Honor — the technology-enabled in-home care provider that partners with traditional agencies through the Honor Care Network — is laying off 35 employees. The company confirmed the layoffs in an email sent to Home Health Care News on Friday.
The San Francisco Chronicle was the first to report the layoff news.
Founded in 2014, the San Francisco-based Honor’s business model revolves around agency partnerships, through which Honor takes over several difficult back-office functions, including caregiver recruiting, onboarding and training. In the co-branded “powered by Honor” agreement, Honor then receives a negotiated share of an agency’s revenue.
Positions affected by the layoffs are tied to Honor’s non-caregiver workforce, Jessica Gilmartin, Honor’s chief marketing officer, told HHCN. More specifically, the roles are related to “a few administrative and growth functions” that are no longer necessary for Honor to hit its service or growth targets in 2020, she said.
“As you know, we had record growth last year, and we expect the same level of growth in 2020,” Gilmartin said. “We’re aggressively hiring caregivers in all markets and are actively opening in new markets.”
Overall, the layoffs account for less than 10% of Honor’s non-caregiver workforce, according to Gilmartin. The layoffs account for a relatively small slice of Honor’s total operations, as the company has thousands of caregivers on its payroll.
Currently, Honor has a footprint across more than 800 cities and towns in six states. Some of its most recent agency partners include At Your Service Home Care in California, along with Affordable Home Care and Bridgeway Senior Services, both based in Detroit.
Honor didn’t always operate under its partnership model. Initially, Honor hired its own caregivers and provided care to consumers directly.

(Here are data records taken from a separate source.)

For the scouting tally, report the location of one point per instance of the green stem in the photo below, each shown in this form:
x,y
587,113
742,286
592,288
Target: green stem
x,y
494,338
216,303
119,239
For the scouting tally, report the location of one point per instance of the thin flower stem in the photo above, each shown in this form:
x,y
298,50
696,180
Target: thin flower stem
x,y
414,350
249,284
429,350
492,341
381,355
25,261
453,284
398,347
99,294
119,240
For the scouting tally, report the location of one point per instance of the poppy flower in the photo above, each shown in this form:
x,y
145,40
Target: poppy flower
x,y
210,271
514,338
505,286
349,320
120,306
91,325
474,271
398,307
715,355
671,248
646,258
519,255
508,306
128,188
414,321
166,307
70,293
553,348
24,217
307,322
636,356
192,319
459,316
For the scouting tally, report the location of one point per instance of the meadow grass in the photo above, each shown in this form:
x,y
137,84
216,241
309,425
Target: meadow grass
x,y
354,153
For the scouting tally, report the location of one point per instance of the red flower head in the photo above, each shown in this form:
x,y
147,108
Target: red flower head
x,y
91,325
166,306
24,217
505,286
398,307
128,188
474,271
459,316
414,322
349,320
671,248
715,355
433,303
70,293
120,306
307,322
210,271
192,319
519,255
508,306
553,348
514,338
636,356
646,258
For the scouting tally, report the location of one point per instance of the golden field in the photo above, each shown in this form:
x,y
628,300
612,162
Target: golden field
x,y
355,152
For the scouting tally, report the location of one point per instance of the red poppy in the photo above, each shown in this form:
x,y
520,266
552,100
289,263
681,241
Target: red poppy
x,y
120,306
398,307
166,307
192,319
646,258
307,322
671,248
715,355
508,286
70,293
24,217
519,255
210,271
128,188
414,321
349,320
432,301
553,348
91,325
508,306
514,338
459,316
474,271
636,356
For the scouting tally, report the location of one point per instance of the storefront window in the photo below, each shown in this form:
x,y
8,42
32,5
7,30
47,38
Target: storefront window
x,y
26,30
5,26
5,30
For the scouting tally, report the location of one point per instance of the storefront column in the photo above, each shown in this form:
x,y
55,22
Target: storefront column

“We reviewed our 2020 plans — like most companies do,” Gilmartin said. “We looked at our headcount, asked if it’s the right group of people to hit 2020 plans … focused on growth, efficiency and service. There were a very small number of roles that Honor realized were not necessary.”
An Honor Care Network partner who joined in 2019 told HHCN he was “given a heads up” prior to the layoff news breaking. Additionally, he said Honor described the layoffs as “intentional” and an opportunity for Honor to “hit the reset” as it gets ready for further expansion.
Still, the news adds to an attention-grabbing two-month stretch of headlines.
On Dec. 5, CNBC reported that SoftBank’s Vision Fund 2 was reportedly in talks to invest upward of $150 million in Honor. Honor — which has raised more than $115 million since launching — did not comment on the rumored investment at the time.
On Jan. 6, Axios then reported that SoftBank had walked away from investing in several startups, including Honor. Citing a source familiar with a possible SoftBank-Honor investment, Axios reported that SoftBank CEO Masayoshi Son “changed his mind” and “did not personally communicate his decision or rationale” to walk away to Honor.
Gilmartin declined to comment on any interest SoftBank may have had in Honor. In terms of funding, Gilmartin said Honor does not comment on specifics, but that the company is “well-funded” to hit its growth goals in the year ahead.
Honor’s current partnership model has occasionally been made the target of scrutiny in the past, with some critics arguing that the revenue-share approach skews in Honor’s favor and leaves owners with just their book of business after an agreement is struck. Now, reports of layoffs and unrealized investments may raise additional questions, despite Honor’s public and adamant stance that it remains well-funded.
If at any point Honor does fail to meet its end of the partnership agreement, partnered agencies are free to leave at any time, Gilmartin said.
“Just like a normal contract, if we don’t achieve our SLAs (service-level agreements) and our commitments, they’re obviously able to leave the partnership,” she said.
Within the home care industry, it’s often the retention and recruitment of workers that create challenges for a company. It’s a time consuming and costly process, especially as industry-wide turnover rates hover above 80%
Honor executives have previously told HHCN that the company’s turnover stands at about 36% for caregivers — and even lower in some instances.
“It’s obviously one of the industry’s biggest challenges to hire caregivers, but that’s what we do and that’s what we do best,” Gilmartin said. “We haven’t underestimated the time, energy or money [it takes]. I think we do it better than anybody else in the industry — and we’ll continue to do so.”
While some positions were laid off, Honor will be hiring across several HQ departments, Gilmartin said.